CalGEM has a long history of regulatory negligence, from outdated policies and missing paperwork that allowed oil companies to avoid environmental review, to rubber stamping risky projects by using so-called “dummy” folders. Key staff at the agency have also held personal investments in the very companies they were charged with regulating. In 2019, Gov. Newsom vowed to reform the infamous agency with a staffing shake up and new mission focused on public health safety and environmental quality. Since then, little has changed.
“Now yet another scandal shows us that state oil regulators are still not doing their job to protect Californians. An agency name change and new supervisor have not changed a thing. CalGEM needs new leadership from someone with a genuine commitment to environmental justice and robust regulation,” said Shosana Wechsler, coordinator with Sunflower Alliance.

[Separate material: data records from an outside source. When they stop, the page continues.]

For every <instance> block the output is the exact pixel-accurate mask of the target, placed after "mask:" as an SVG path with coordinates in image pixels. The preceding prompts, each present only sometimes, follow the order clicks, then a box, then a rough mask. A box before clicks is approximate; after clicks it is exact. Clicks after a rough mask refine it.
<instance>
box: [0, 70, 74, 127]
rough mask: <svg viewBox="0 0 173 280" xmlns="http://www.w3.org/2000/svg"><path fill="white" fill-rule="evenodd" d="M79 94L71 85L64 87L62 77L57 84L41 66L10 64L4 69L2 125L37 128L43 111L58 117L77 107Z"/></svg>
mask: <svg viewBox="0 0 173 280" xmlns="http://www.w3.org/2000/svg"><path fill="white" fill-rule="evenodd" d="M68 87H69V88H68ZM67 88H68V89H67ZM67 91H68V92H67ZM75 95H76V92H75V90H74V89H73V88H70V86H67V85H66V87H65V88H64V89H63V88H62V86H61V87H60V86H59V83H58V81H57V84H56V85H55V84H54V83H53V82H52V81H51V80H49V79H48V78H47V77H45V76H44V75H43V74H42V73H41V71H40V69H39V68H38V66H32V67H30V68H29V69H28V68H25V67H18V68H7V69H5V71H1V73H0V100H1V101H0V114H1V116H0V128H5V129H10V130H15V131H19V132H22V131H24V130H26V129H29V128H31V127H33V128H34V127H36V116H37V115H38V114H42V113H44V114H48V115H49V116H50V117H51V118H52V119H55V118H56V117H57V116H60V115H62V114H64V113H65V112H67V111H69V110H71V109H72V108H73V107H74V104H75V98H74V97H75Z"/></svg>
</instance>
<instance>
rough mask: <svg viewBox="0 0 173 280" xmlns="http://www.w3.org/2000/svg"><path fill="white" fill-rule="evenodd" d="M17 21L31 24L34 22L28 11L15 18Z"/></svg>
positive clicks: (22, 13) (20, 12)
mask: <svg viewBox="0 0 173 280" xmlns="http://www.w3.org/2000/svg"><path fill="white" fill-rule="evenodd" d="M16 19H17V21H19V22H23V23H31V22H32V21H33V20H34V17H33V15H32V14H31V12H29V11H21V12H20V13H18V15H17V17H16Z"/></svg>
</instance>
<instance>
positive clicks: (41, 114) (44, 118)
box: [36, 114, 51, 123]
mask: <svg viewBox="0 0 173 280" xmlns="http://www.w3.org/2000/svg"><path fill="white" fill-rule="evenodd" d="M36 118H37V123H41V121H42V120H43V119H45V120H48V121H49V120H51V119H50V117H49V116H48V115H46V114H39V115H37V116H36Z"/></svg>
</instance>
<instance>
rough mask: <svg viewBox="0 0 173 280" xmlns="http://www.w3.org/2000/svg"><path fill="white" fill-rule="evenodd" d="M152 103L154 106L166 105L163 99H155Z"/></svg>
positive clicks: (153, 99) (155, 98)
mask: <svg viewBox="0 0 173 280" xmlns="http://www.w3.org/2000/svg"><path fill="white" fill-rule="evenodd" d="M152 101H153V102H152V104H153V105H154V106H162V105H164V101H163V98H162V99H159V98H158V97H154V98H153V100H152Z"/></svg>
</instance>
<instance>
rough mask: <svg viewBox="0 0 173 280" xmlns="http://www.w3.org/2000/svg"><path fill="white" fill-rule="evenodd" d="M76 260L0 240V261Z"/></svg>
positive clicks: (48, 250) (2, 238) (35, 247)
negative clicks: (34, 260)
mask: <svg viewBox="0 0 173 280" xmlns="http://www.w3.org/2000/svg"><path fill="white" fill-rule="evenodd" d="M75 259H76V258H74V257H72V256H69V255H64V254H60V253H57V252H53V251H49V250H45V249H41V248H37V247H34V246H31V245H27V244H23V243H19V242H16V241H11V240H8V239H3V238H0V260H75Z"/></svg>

It was not CalGEM but local organizers with environmental justice groups who knocked on neighbors’ doors to warn them about the wells spewing dangerous concentrations of methane and likely other volatile organic compounds since mid-May. They found that neighbors were already suffering from unexplained headaches, fatigue and stomach aches.
“Pollution from oil and gas operations causes asthma and other breathing problems, may cause cognitive decline and cancer; it affects babies even before they are born,” said Marjaneh Moini, board member, Physicians for Social Responsibility. “We must phase out oil and gas infrastructure to truly protect public health, that is exactly what CalGEM scientific advisory panel has recommended. A 3200 foot buffer between Californians and industrial oil operations is the bare minimum to protect their health, their livelihoods and their families.”
While the Governor’s office said in a statement that, “state has taken urgent action to ensure these wells are properly remediated and operators are held accountable,” the agency admitted last Friday that five previously repaired wells were leaking again and they discovered two new wells spewing methane. There are thousands of such idle or abandoned wells across the state – with as many as two-thirds leaking methane – putting frontline communities’ health at risk and potentially leaving taxpayers saddled with cleanup. Frontline communities are calling for the state to mandate 3,200 feet separating neighborhoods from new and existing oil infrastructure.
“Gov. Newsom claims that California’s efforts to cut methane pollution are ‘world-leading’ — but CalGEM’s unacceptable behavior is the opposite of global leadership,” said Collin Rees, United States Program Manager at Oil Change International. “Real leadership means aggressively enforcing public health regulations and implementing real setbacks to protect communities from the impacts of oil and gas extraction. That’s Newsom and CalGEM’s job, and right now their empty claims are falling flat without real action.”